ソフトバンクグループが機関投資家向け(ホールセール)に100億円程度の社債を発行する計画だ。同社の社債として10年超ぶりの小規模となる可能性があり、人工知能(AI)投資で巨額資金を必要とする同社が個人投資家に頼る状況が鮮明になりつつある。

ソフトバンクGは5年債の発行条件を18日に決める。同日は個人向け(リテール)にも同社として過去最大となる6000億円の起債を予定している。
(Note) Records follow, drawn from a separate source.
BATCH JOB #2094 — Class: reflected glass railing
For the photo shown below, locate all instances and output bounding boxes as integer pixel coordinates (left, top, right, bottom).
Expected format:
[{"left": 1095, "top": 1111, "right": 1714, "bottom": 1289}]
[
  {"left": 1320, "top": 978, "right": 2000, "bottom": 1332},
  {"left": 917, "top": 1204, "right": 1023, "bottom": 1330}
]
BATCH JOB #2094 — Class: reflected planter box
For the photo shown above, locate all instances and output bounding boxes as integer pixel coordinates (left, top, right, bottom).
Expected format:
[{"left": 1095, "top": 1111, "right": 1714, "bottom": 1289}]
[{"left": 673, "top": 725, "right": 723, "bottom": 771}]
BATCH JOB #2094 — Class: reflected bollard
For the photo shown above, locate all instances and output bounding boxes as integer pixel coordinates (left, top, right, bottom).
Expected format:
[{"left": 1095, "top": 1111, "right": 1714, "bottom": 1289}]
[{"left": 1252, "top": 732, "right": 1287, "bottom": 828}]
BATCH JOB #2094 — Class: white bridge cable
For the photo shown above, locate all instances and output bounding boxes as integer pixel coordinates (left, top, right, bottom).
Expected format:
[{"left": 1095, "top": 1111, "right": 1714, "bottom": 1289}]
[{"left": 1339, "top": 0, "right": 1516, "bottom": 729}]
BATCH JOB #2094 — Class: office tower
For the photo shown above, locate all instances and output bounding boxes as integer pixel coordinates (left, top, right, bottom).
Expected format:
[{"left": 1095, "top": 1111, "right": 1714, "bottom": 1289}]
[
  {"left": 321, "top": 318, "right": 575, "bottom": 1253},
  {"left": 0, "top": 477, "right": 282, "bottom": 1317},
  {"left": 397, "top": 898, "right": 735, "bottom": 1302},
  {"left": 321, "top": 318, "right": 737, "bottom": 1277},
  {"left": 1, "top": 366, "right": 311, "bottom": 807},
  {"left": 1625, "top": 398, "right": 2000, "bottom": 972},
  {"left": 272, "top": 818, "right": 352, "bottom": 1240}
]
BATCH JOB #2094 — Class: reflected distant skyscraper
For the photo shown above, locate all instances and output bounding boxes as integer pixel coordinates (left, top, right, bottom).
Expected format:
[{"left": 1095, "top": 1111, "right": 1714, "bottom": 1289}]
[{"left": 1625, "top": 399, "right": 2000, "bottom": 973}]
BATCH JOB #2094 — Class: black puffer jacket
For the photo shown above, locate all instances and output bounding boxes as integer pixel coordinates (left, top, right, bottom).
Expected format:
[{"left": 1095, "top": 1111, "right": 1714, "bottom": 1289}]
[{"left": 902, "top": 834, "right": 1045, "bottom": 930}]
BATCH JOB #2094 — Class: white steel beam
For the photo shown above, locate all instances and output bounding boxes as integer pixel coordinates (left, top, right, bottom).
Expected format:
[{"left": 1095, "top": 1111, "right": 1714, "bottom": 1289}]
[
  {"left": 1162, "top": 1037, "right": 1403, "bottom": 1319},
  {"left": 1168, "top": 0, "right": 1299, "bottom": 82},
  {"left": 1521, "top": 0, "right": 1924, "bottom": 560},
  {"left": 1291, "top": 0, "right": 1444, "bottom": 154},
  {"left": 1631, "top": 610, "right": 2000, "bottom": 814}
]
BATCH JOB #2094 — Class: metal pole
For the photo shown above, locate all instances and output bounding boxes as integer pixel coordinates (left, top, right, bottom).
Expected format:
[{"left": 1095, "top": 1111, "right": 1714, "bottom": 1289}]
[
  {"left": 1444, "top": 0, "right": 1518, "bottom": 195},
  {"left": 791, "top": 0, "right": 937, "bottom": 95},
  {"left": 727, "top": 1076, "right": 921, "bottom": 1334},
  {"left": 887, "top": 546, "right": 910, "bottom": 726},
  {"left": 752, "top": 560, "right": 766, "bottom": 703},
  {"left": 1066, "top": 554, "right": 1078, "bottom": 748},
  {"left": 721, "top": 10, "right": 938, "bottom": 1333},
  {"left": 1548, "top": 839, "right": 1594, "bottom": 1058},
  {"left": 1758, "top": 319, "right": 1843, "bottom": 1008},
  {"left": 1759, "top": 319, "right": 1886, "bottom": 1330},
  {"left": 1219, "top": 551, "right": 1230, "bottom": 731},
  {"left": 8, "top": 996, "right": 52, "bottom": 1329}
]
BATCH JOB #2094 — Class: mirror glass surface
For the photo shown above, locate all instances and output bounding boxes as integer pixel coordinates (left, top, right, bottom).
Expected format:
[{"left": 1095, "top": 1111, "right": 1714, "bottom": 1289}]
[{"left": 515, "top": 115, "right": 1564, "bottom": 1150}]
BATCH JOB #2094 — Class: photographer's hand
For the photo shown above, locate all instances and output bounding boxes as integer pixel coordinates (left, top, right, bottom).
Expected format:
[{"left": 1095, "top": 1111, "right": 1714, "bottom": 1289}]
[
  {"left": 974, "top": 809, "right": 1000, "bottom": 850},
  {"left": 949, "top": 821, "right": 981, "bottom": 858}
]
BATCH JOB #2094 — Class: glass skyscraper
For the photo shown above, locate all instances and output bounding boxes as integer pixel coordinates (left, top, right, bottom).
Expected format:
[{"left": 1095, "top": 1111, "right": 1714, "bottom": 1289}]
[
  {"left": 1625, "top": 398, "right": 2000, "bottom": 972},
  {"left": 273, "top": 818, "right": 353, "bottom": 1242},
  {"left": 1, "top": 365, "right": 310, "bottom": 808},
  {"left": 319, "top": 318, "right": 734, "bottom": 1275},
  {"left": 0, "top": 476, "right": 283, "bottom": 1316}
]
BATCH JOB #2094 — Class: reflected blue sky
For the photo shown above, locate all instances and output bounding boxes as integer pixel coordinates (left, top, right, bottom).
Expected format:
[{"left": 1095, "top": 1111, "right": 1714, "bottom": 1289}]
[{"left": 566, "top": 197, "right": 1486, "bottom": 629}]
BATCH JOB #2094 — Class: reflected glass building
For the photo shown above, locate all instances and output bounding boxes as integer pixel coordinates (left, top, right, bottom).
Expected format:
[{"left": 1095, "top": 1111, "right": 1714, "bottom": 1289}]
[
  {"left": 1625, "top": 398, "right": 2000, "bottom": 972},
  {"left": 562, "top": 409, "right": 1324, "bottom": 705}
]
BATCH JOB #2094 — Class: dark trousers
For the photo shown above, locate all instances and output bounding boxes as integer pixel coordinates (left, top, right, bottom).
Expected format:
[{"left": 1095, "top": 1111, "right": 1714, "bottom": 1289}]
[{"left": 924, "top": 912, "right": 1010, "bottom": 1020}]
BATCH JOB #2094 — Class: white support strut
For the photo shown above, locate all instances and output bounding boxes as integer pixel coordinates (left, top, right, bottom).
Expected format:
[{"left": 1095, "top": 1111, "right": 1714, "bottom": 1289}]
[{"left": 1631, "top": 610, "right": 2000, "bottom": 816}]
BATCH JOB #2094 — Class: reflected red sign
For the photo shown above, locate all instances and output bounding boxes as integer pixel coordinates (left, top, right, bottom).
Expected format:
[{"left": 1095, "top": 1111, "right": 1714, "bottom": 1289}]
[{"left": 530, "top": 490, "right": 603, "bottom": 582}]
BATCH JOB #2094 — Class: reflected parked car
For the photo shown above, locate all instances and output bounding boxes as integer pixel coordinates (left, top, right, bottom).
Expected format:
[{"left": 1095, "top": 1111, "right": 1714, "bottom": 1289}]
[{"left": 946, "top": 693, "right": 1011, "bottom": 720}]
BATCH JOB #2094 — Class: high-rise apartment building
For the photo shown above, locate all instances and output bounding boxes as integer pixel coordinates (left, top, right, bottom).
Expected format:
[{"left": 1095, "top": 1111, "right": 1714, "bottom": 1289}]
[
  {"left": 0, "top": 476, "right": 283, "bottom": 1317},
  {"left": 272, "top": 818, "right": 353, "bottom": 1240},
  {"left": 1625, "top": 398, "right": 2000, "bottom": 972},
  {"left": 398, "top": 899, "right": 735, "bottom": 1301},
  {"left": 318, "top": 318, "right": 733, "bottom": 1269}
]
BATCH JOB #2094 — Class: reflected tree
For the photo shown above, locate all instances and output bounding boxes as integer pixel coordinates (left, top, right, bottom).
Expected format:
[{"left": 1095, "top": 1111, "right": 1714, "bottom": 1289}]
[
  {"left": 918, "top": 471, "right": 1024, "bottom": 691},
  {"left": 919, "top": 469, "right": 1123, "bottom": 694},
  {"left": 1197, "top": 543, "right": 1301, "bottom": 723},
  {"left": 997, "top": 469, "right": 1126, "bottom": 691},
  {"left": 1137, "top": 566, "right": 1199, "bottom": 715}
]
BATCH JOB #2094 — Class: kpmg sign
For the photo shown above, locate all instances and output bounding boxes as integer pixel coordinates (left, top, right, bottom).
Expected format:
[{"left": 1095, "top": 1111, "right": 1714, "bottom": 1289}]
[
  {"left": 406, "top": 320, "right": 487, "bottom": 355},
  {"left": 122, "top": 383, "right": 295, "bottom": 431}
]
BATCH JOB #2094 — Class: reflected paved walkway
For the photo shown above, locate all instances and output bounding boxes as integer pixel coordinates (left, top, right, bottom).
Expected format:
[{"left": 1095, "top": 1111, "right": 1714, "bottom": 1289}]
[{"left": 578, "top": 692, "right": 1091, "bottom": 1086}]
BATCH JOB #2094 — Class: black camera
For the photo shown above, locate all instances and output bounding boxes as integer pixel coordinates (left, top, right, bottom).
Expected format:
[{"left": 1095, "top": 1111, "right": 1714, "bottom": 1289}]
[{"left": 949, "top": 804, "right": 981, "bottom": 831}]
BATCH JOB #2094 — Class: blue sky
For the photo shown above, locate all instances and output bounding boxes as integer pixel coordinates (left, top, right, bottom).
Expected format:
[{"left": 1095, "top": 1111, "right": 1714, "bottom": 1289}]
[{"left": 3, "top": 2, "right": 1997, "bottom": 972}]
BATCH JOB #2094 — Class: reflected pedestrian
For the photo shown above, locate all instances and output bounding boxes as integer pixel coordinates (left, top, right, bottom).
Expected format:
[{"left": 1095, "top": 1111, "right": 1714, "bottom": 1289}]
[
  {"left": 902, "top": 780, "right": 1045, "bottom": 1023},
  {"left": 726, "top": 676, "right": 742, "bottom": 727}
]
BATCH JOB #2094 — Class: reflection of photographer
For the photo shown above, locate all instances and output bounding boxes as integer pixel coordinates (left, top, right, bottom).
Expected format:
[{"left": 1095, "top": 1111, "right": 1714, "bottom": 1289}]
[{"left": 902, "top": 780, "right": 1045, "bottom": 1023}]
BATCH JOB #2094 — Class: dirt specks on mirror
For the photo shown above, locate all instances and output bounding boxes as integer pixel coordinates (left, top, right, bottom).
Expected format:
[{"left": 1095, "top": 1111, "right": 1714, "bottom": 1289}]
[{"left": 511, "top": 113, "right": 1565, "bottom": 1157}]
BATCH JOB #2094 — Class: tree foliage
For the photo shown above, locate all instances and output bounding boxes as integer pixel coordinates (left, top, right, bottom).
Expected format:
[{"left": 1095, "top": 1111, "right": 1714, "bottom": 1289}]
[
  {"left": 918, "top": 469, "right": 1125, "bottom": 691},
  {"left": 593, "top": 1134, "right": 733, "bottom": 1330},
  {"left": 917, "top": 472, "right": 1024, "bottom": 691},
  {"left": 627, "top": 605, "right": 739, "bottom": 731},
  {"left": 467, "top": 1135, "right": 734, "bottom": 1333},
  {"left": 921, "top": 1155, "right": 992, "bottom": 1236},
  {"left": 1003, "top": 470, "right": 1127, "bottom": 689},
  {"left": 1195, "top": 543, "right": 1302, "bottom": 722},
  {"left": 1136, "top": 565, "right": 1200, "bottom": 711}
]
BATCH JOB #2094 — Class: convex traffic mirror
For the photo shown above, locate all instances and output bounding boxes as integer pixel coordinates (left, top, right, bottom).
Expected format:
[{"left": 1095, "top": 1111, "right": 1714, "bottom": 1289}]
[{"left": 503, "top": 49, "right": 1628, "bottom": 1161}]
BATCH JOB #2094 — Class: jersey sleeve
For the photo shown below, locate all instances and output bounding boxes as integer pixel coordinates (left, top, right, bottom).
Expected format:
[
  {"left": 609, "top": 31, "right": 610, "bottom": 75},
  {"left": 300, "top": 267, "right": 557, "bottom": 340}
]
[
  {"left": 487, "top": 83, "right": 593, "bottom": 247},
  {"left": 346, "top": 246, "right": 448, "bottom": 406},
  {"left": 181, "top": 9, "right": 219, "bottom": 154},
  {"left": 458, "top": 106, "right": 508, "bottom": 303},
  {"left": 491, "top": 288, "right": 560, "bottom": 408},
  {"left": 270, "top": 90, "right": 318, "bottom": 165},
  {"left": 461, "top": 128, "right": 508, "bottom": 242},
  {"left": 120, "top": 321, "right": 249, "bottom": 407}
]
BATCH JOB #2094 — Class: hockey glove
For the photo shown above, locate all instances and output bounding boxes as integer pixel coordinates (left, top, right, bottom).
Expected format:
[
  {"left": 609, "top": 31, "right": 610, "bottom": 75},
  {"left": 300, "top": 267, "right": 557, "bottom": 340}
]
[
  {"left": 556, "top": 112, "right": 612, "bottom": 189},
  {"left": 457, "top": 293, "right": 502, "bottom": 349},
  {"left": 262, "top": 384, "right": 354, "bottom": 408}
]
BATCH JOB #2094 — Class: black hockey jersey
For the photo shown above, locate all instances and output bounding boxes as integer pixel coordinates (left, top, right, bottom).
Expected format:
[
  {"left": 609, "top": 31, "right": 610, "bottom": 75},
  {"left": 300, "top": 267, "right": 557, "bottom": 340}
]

主幹事の野村証券によると機関投資家向けの発行額は増える可能性もあるが、ブルームバーグのデータでは、100億円規模にとどまればソフトバンクGの社債として2012年9月以来の小規模となる。

ソフトバンクグループ本社(東京)

ブルームバーグ・インテリジェンス(BI)のクレジットアナリスト、シャロン・チェン氏はメモで、ソフトバンクGがAIへの投資を強化する中、機関投資家向けの発行規模には「資金調達コストの上昇が影響している可能性がある」との見方を示した。

トランプ米大統領の関税政策の不透明感から金融市場が混乱し、債券相場のボラティリティーが高まり発行体の資金調達コストが上昇。国内では起債を取りやめたり延期したりする企業が相次いでいる。国債利回りに上乗せ金利(スプレッド)を加算して決まる発行利率が読みづらく、投資家も社債に手を出しにくい状況が続く。

ソフトバンクGはリテール債について、利率の仮条件を3-3.6%に設定している。BIのチェン氏は既発債の流通実勢から考えて、発行利率は仮条件を上回る可能性があるとみている。

ソフトバンクG広報室は「大型投資公表とボラタイルな市場環境を受けて、適正プライスを追求するためにあえてホールセール債を加え、慎重なリテール債の運営を行っている」とし、ホールセール債については金額を追求していないと電子メールで説明した。

調達資金は、リテール債と外債の償還資金や傘下の英半導体設計会社アーム・ホールディングス株取得の際の未払い金に充当する。